Il giorno della festa di fidanzamento
tra Francis ed
Elizabeth coincideva con il suo primo weekend
libero, perciò Demelza si concesse il lusso di
dormire fino a tardi,
recuperando tutte le ore di sonno perse a causa del lavoro in ospedale
e dell’impegno
extra che si sentiva in obbligo di mettere studiando intensamente anche
a casa, persino la notte.
Non conosceva i dettegli precisi del
ricevimento che era
stato organizzato a Trenwith, ma non aveva osato neanche pensare di
chiedere
maggiori informazioni a Verity o a Ross, perché avrebbero
potuto scambiare facilmente la
sua curiosità per invadenza. No, i Poldark avevano fatto
già fin troppo per lei
e non intendeva chiedere loro nulla di più del dovuto,
perché persino la loro
presenza nella sua vita era tutt’altro che scontata e, pur
desiderando
avidamente di partecipare alla festa, il suo cuore non poteva essere
più
appagato di così. Presto si sarebbe messa l’anima
in pace.
Scese di sotto per fare colazione,
stringendosi nella sua
vestaglia color ametista, quando vide Garrick curiosare insistentemente
nei
pressi della soglia d’ingresso. Si accorse subito di una
busta infilata a metà
nella fessura della porta, ancora integra nonostante
l’umidità della giornata.
“Quale messaggio segreto ci
sarà scritto qui dentro per noi, lo
scopriamo insieme Garrick?”
Il cane si limitò a
scodinzolarle e a guardarla con un’espressione
confusa, inclinando leggermente la testa di lato.
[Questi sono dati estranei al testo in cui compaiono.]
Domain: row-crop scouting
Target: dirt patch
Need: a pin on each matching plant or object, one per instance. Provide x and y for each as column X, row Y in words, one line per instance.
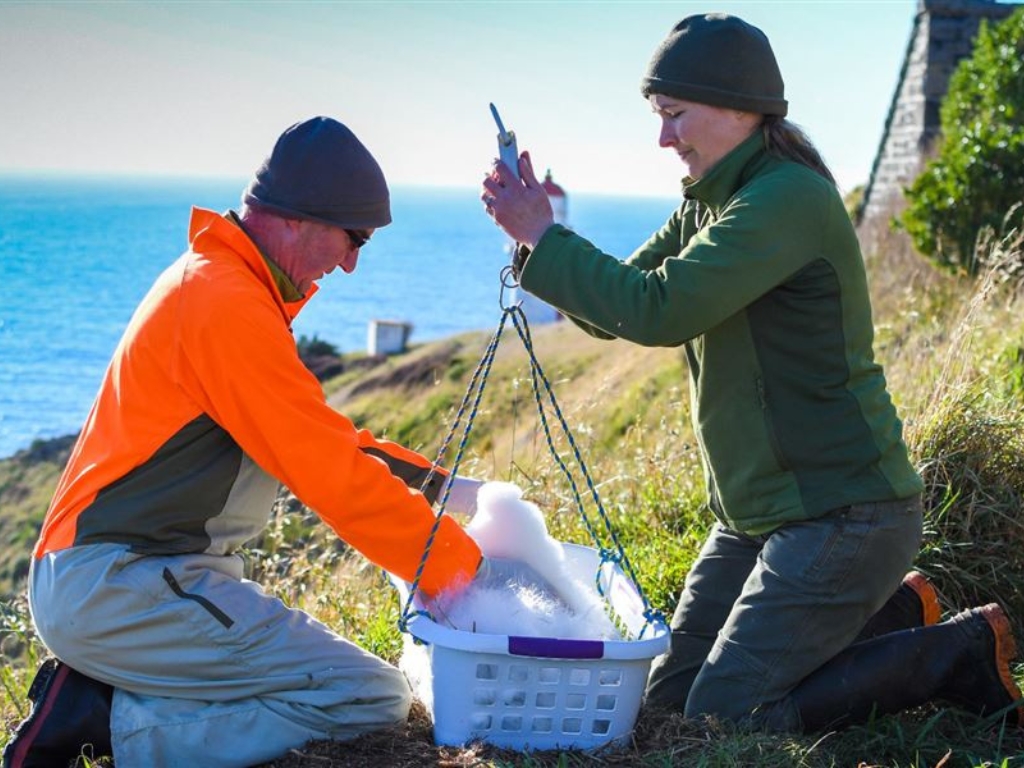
column 416, row 372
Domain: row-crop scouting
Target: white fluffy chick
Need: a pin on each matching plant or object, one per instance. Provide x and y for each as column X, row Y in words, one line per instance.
column 508, row 526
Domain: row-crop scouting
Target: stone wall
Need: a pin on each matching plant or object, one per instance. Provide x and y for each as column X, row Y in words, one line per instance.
column 943, row 34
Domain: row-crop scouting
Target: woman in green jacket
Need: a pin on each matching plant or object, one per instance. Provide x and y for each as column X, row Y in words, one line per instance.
column 797, row 615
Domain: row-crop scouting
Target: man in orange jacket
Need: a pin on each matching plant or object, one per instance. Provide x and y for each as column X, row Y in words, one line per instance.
column 167, row 654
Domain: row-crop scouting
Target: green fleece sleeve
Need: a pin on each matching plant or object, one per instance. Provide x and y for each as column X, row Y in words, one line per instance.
column 766, row 232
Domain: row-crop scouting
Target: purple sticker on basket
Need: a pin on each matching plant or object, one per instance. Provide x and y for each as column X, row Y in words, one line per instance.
column 552, row 647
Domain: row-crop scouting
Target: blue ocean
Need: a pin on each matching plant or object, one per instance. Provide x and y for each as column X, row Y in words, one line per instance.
column 77, row 254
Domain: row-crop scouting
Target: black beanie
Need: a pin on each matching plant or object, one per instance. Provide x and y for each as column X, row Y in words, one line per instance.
column 320, row 171
column 720, row 60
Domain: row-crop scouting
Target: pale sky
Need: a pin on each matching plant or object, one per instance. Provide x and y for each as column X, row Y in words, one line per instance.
column 205, row 88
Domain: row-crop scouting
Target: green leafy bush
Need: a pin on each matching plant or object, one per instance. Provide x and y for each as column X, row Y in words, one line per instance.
column 977, row 177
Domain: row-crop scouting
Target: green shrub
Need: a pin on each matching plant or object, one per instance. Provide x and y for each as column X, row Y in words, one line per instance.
column 315, row 347
column 977, row 179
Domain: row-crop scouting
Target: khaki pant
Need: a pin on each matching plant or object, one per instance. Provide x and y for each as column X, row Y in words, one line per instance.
column 760, row 613
column 208, row 670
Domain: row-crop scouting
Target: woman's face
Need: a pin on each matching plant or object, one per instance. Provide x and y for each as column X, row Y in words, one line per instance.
column 700, row 134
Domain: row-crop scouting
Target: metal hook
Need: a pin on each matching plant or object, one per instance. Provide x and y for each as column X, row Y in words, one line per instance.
column 508, row 282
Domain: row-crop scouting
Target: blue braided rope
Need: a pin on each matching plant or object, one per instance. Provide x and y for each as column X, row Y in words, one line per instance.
column 476, row 384
column 619, row 555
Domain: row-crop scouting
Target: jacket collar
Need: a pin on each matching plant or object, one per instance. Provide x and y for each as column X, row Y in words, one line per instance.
column 205, row 226
column 731, row 172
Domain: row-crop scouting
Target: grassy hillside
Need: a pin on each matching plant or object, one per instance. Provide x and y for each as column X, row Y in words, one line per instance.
column 953, row 352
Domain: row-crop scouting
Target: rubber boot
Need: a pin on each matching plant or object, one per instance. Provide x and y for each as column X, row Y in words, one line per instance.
column 915, row 603
column 71, row 713
column 964, row 662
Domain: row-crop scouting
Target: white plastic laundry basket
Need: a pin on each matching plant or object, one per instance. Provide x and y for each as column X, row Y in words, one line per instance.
column 542, row 693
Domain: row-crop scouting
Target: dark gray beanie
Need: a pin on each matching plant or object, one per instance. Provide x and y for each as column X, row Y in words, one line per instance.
column 320, row 171
column 720, row 60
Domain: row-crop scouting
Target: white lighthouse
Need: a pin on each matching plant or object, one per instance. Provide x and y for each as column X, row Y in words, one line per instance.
column 536, row 309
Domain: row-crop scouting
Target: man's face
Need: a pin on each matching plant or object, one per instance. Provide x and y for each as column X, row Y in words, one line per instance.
column 316, row 250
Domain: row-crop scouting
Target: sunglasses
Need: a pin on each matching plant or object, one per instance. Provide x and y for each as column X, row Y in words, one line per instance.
column 358, row 239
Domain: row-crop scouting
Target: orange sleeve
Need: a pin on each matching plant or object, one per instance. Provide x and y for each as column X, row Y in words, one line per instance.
column 240, row 363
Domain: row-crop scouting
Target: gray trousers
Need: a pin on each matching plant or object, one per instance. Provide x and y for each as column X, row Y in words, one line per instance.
column 208, row 670
column 758, row 614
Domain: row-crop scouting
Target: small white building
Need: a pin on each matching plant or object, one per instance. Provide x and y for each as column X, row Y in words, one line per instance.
column 387, row 337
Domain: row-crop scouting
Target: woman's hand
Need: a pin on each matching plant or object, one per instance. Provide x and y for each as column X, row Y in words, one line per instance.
column 519, row 206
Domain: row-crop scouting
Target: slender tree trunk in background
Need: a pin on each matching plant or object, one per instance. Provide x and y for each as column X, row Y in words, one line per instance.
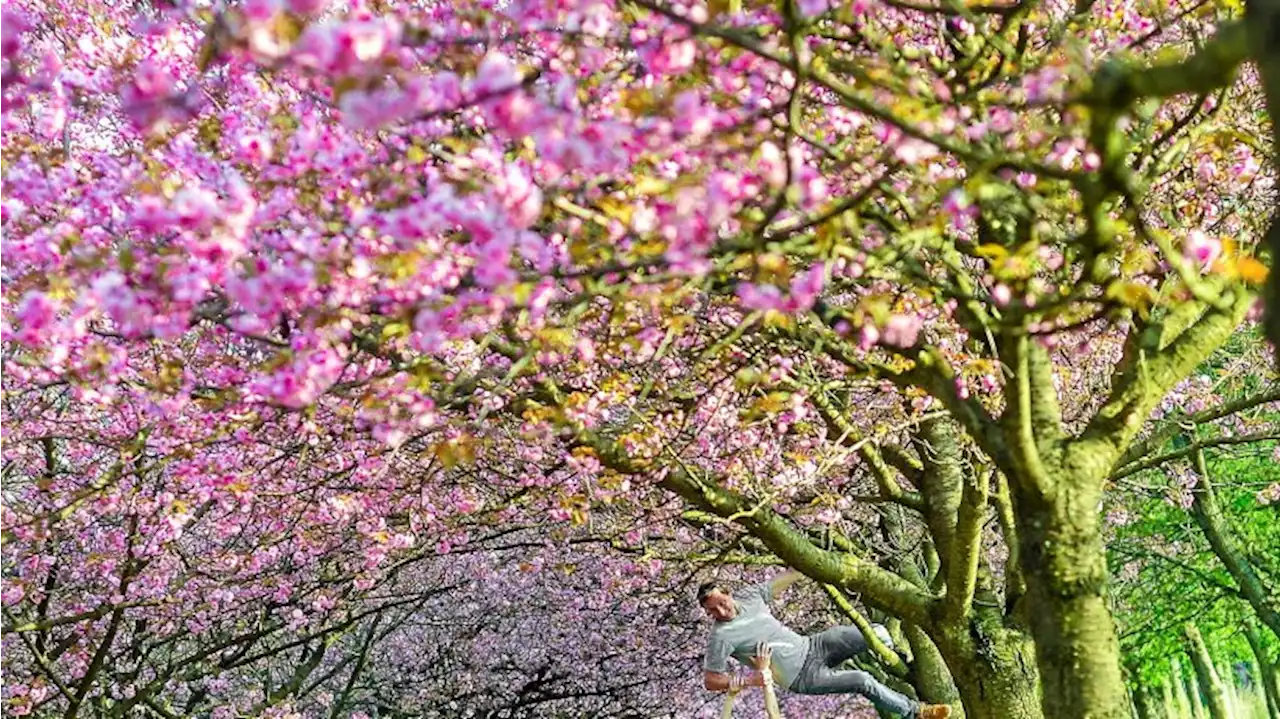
column 1185, row 699
column 1217, row 531
column 1266, row 671
column 1210, row 683
column 1143, row 703
column 1169, row 708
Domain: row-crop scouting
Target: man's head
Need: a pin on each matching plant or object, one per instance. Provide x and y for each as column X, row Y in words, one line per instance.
column 716, row 601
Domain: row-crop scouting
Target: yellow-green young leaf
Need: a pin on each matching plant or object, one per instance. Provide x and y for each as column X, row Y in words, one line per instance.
column 415, row 154
column 1134, row 296
column 394, row 329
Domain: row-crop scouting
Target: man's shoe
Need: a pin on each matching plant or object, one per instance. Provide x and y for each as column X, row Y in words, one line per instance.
column 883, row 635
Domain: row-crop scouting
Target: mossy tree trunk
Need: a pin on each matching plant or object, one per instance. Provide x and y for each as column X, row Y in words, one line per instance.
column 1206, row 676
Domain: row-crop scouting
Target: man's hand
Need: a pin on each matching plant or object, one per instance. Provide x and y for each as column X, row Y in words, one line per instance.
column 763, row 655
column 777, row 585
column 718, row 682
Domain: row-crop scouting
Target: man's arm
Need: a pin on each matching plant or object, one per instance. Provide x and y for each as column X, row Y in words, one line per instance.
column 722, row 682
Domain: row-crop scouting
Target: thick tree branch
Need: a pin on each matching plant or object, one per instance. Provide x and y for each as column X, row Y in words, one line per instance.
column 887, row 655
column 850, row 436
column 1136, row 392
column 1022, row 417
column 967, row 546
column 1211, row 521
column 880, row 586
column 1174, row 425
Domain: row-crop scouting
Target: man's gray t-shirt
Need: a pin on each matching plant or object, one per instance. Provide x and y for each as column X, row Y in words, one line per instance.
column 753, row 624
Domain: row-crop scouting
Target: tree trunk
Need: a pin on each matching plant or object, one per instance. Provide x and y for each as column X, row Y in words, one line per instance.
column 929, row 672
column 1063, row 559
column 1187, row 701
column 1266, row 671
column 1212, row 523
column 1206, row 676
column 1166, row 701
column 1143, row 703
column 995, row 669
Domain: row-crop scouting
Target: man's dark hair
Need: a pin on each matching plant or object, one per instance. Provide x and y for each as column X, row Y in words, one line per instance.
column 707, row 589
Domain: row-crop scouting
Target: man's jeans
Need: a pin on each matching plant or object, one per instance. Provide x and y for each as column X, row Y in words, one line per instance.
column 819, row 673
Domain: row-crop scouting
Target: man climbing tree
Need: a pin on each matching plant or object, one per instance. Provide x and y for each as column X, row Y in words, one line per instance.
column 808, row 665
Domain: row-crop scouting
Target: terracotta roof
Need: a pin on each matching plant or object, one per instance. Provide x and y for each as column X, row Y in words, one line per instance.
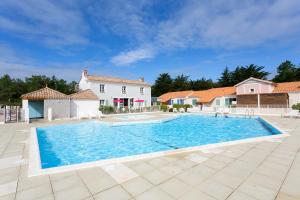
column 44, row 93
column 206, row 96
column 287, row 87
column 115, row 80
column 171, row 95
column 255, row 79
column 84, row 94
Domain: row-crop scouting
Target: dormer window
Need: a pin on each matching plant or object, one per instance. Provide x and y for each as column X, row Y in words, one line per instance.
column 123, row 89
column 101, row 88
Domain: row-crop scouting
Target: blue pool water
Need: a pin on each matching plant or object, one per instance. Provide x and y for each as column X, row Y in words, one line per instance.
column 91, row 141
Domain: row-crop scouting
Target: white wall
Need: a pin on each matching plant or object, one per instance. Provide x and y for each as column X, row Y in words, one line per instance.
column 114, row 90
column 294, row 98
column 60, row 108
column 84, row 108
column 222, row 101
column 25, row 109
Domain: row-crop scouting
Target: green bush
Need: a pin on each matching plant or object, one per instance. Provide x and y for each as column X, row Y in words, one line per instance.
column 296, row 106
column 107, row 109
column 164, row 107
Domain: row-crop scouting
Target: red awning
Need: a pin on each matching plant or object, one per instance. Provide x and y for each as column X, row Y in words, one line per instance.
column 139, row 100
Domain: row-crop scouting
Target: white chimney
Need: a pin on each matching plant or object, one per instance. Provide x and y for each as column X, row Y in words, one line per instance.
column 84, row 73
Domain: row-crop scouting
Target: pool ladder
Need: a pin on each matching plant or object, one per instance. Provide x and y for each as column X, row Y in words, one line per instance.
column 249, row 113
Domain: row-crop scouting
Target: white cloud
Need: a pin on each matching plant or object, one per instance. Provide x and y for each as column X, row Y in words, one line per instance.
column 129, row 57
column 49, row 22
column 225, row 24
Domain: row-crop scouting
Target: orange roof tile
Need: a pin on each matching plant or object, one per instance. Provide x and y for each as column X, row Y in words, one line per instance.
column 287, row 87
column 44, row 93
column 206, row 96
column 84, row 94
column 171, row 95
column 115, row 80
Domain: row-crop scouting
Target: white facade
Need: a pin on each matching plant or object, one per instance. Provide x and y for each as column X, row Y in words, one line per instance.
column 84, row 108
column 113, row 90
column 223, row 101
column 191, row 101
column 60, row 108
column 294, row 98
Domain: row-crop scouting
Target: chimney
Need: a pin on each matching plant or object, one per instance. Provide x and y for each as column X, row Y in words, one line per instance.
column 84, row 73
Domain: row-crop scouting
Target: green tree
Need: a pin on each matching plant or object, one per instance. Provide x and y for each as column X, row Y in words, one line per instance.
column 242, row 73
column 287, row 71
column 226, row 78
column 163, row 84
column 181, row 83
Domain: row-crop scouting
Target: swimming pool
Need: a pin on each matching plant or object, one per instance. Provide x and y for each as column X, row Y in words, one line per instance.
column 92, row 141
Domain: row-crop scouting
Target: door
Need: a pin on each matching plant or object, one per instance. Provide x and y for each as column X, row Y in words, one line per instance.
column 36, row 109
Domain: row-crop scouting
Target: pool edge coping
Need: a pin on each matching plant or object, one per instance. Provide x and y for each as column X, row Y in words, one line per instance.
column 35, row 169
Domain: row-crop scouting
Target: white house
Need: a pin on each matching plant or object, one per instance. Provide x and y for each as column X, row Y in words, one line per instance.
column 117, row 92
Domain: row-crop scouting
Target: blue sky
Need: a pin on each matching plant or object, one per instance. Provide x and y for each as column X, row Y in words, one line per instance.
column 145, row 38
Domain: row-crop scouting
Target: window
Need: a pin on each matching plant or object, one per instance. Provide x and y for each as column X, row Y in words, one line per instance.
column 101, row 88
column 141, row 90
column 102, row 102
column 123, row 89
column 131, row 102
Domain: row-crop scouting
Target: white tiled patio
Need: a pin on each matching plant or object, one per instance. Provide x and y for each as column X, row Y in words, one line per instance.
column 258, row 170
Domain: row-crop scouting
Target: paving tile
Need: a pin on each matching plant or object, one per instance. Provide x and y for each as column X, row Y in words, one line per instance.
column 174, row 187
column 142, row 168
column 63, row 175
column 9, row 175
column 196, row 195
column 70, row 187
column 116, row 192
column 215, row 189
column 120, row 172
column 240, row 196
column 8, row 188
column 8, row 197
column 30, row 182
column 154, row 193
column 184, row 164
column 10, row 162
column 227, row 179
column 191, row 178
column 157, row 162
column 36, row 193
column 156, row 177
column 196, row 158
column 283, row 196
column 137, row 185
column 257, row 191
column 171, row 169
column 96, row 179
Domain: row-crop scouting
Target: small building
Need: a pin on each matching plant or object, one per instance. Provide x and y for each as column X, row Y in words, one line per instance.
column 252, row 92
column 47, row 103
column 117, row 92
column 257, row 92
column 180, row 97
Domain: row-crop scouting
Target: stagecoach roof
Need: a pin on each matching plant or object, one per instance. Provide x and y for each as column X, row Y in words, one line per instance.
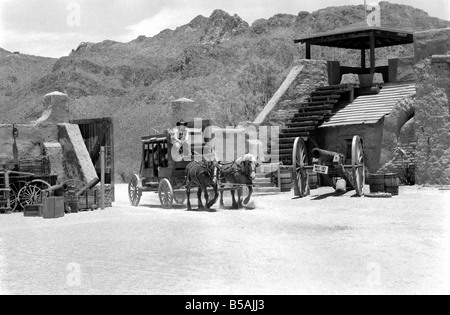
column 151, row 139
column 357, row 36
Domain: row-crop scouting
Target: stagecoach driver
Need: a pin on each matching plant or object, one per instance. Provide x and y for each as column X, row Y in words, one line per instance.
column 181, row 141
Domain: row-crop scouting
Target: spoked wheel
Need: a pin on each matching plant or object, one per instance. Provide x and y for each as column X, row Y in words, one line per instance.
column 179, row 197
column 73, row 186
column 14, row 195
column 134, row 191
column 165, row 192
column 358, row 166
column 32, row 193
column 299, row 162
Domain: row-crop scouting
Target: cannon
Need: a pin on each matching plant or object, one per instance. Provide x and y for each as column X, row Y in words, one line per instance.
column 328, row 157
column 332, row 164
column 57, row 190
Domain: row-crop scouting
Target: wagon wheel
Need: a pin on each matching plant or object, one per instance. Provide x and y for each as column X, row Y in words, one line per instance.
column 358, row 166
column 179, row 197
column 299, row 162
column 14, row 194
column 134, row 191
column 32, row 193
column 165, row 192
column 73, row 185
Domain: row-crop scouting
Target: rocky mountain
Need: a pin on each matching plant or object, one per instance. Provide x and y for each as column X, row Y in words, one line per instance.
column 227, row 66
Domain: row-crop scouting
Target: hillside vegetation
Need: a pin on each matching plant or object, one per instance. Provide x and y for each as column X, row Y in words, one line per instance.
column 227, row 66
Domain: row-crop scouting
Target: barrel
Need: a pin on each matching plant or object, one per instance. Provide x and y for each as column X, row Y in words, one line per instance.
column 376, row 182
column 285, row 180
column 391, row 184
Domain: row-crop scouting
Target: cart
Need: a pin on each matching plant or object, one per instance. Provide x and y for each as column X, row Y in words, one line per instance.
column 163, row 172
column 19, row 189
column 328, row 163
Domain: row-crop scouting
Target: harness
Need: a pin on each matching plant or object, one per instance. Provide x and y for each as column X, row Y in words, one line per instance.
column 231, row 169
column 203, row 169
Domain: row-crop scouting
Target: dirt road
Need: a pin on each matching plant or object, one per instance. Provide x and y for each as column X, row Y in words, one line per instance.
column 322, row 244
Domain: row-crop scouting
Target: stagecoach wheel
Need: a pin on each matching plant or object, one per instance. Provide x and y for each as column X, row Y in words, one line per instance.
column 299, row 162
column 30, row 195
column 134, row 191
column 358, row 165
column 179, row 197
column 165, row 192
column 14, row 194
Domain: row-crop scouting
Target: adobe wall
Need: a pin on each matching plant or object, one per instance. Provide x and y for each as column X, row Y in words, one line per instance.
column 432, row 121
column 303, row 79
column 337, row 139
column 51, row 137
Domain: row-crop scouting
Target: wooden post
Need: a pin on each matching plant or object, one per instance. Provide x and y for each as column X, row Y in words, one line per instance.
column 102, row 166
column 363, row 58
column 308, row 51
column 7, row 192
column 372, row 53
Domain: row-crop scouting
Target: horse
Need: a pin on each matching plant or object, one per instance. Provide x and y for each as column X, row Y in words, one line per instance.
column 201, row 174
column 240, row 172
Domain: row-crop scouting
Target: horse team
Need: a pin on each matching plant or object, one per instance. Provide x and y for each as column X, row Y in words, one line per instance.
column 218, row 175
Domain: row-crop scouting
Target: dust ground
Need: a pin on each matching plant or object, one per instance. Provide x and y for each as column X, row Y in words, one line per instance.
column 322, row 244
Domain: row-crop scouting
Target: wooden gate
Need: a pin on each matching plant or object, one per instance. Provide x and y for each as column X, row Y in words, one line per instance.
column 97, row 133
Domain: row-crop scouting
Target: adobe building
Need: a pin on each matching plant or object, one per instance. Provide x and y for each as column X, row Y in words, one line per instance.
column 51, row 140
column 400, row 110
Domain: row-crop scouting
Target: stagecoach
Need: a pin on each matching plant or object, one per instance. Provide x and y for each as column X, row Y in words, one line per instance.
column 163, row 169
column 330, row 164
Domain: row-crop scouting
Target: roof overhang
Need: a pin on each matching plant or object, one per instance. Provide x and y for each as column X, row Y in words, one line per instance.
column 358, row 37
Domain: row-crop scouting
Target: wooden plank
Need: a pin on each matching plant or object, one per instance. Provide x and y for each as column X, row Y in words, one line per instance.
column 315, row 108
column 326, row 102
column 309, row 118
column 328, row 92
column 302, row 124
column 333, row 87
column 297, row 130
column 316, row 113
column 324, row 97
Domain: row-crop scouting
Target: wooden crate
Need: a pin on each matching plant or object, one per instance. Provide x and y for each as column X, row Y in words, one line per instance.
column 33, row 210
column 53, row 207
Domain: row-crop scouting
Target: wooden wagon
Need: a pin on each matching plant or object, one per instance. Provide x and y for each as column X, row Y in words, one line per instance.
column 22, row 183
column 331, row 164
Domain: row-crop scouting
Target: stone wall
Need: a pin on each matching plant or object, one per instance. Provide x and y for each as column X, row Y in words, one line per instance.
column 339, row 139
column 29, row 143
column 429, row 43
column 393, row 127
column 403, row 159
column 50, row 137
column 401, row 70
column 304, row 77
column 432, row 120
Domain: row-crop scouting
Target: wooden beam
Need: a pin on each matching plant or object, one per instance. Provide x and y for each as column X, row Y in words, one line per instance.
column 363, row 58
column 372, row 53
column 308, row 50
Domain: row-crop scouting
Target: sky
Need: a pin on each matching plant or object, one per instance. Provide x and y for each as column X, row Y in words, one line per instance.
column 52, row 28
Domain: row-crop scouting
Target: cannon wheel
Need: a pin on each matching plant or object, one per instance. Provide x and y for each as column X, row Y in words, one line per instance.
column 358, row 166
column 165, row 192
column 299, row 162
column 179, row 197
column 32, row 193
column 134, row 192
column 14, row 194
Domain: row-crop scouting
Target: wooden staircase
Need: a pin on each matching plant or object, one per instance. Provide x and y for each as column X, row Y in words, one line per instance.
column 318, row 107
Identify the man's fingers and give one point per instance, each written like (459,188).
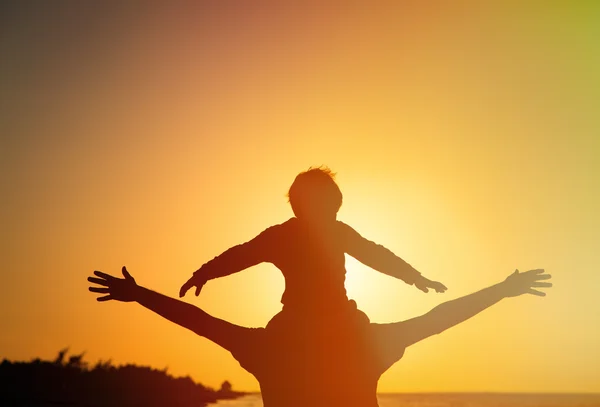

A primo acchito,
Demelza
pensò che fosse posta per Ross, magari qualche bolletta non
pagata oppure avvisi
simili a quelli che aveva trovato il primissimo giorno in cui si era
trasferita a Nampara: si trattava di vecchi telegrammi spediti da amici
e
colleghi di Ross in occasione della morte di suo padre Joshua. Ma,
questa
volta, l’indirizzo sulla busta era rivolto proprio a lei,
ragion per cui decise
subito di leggerne il contenuto, placare la sua ansia e scoprire chi
mai
avesse potuto apprendere così presto del suo trasferimento.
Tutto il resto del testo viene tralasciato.